Kriterium Bestand Neubau
Time-to-Cashflow sofort 12–36 Monate
Investitionsrisiko gering (dokumentierter Track Record) mittel-hoch
Bewertung tendenziell teurer (Rendite ca. 1–2 % niedriger) günstiger
Steuerhebel (IAB, Sonder-AfA) eingeschränkt (siehe unten) voll
Genehmigungsrisiko null hoch
Vermarktungsrisiko null (EEG / PPA bereits geschlossen) mittel

Faustregel:

  • Bauen bei Spitzenverdienern mit Steuerhebel-Bedarf und Geduld
  • Kaufen bei Investoren mit Liquiditätsbedarf, geringem Bauwillen oder bei Marktphasen mit niedrigeren Bewertungen

Wo finde ich Bestandsanlagen zum Verkauf?

Marktplätze 2026:

Plattform Spezialisierung
milk-the-sun.com Marktführer, alle Größenklassen
Solarpark-Invest Großanlagen, KG-Anteile
enexion-marketplace Direktvermarkter mit eigenem Marktplatz
Mover Holding Mid-Market (1–10 MWp)
Investorenpools bilateral, oft offline

Direkt-Akquise: Insolvenz-Verwertung, Erbschafts-Verkäufe, Repowering-Auslaufer — diese Kanäle erfordern aktive Suche, bieten aber oft Discount-Bewertungen (10–25 % unter Marktdurchschnitt).

Bewertungsmodelle

Drei gängige Bewertungsmodelle für Bestandsanlagen:

Modell 1: DCF (Discounted Cash Flow) — der Standard

Erwartete künftige Cashflows der Anlage werden diskontiert.

Inputs:

  • Stromertrag p. a. (Vergangenheitswerte + Degradation)
  • EEG-Vergütungssatz / PPA-Tarif
  • OPEX (Wartung, Versicherung, Pacht)
  • Diskontierungsrate (WACC) typisch 5–7 %
  • Restlaufzeit der EEG-Förderung
  • Restwert nach EEG-Phase

Beispiel: 1-MWp-Freiflächenanlage von 2018, EEG-Tarif 8,2 ct/kWh, 12 Jahre Restförderung:

  • Jahresertrag: 950.000 kWh × 8,2 ct = 77.900 € Bruttoerlös
  • OPEX: 24.000 € p. a.
  • Netto-Cashflow: 53.900 € p. a.
  • Diskontiert über 12 J. + Restwert: ca. 480.000–550.000 €

Modell 2: Multiplikator-Bewertung — die Marktpraxis

Vergütungsmultiplikator bestimmt den Preis: Anlagenpreis = Jahres-Stromerlös × Faktor.

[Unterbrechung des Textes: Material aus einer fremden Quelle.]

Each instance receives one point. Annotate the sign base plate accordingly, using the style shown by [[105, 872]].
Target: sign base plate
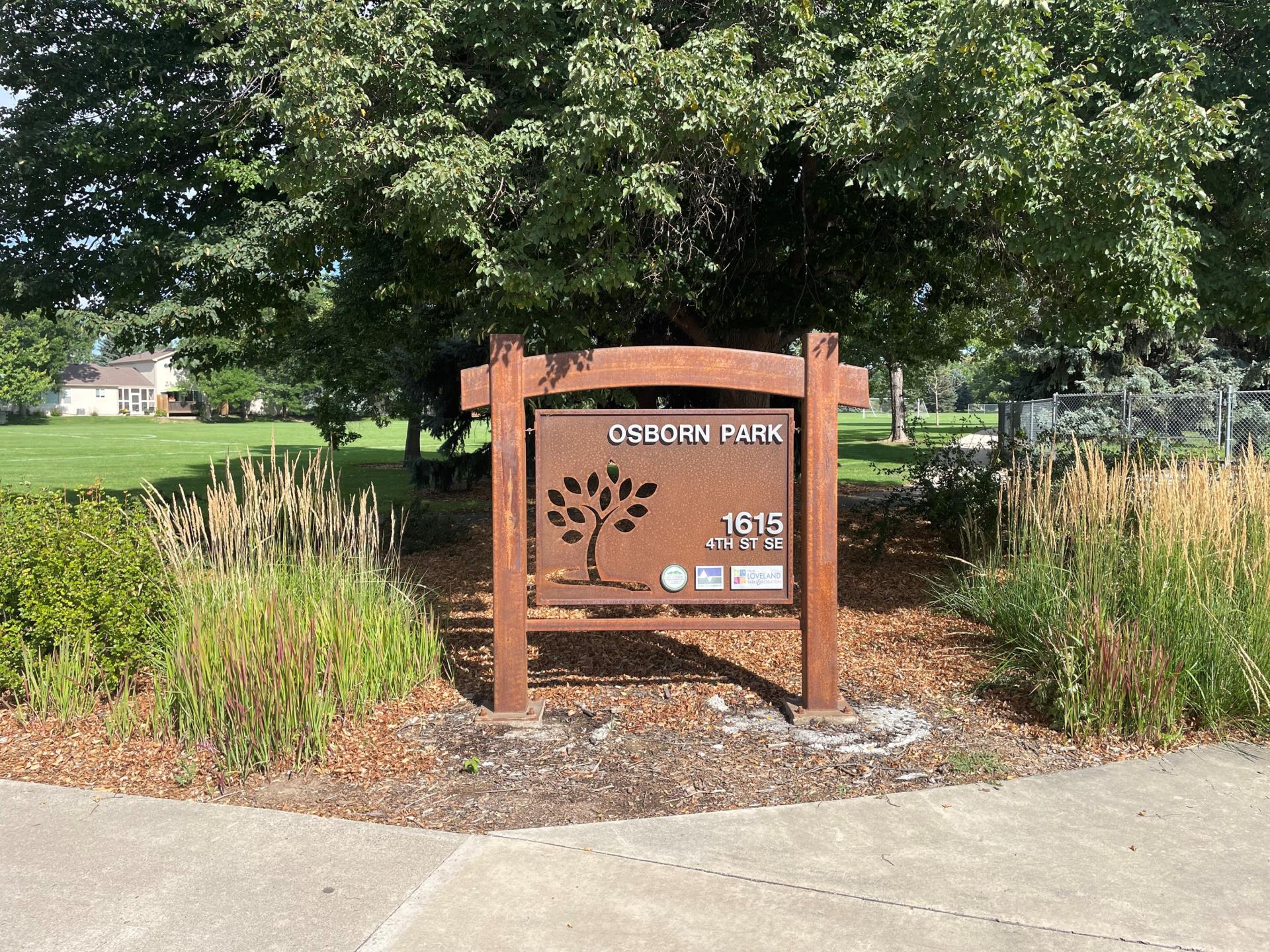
[[799, 716], [531, 716]]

Anlagenalter (Restlaufzeit EEG) Multiplikator 2026
Neu (gerade fertiggestellt) 7–9×
3–5 Jahre alt 5–7×
5–10 Jahre alt 4–6×
10–15 Jahre alt 3–5×
15–20 Jahre alt 2–4×
Post-EEG (>20 Jahre) 0,5–2×

→ Eine 5-Jahre-alte Anlage mit 80.000 € Jahreserlös kostet typisch 400.000–560.000 €.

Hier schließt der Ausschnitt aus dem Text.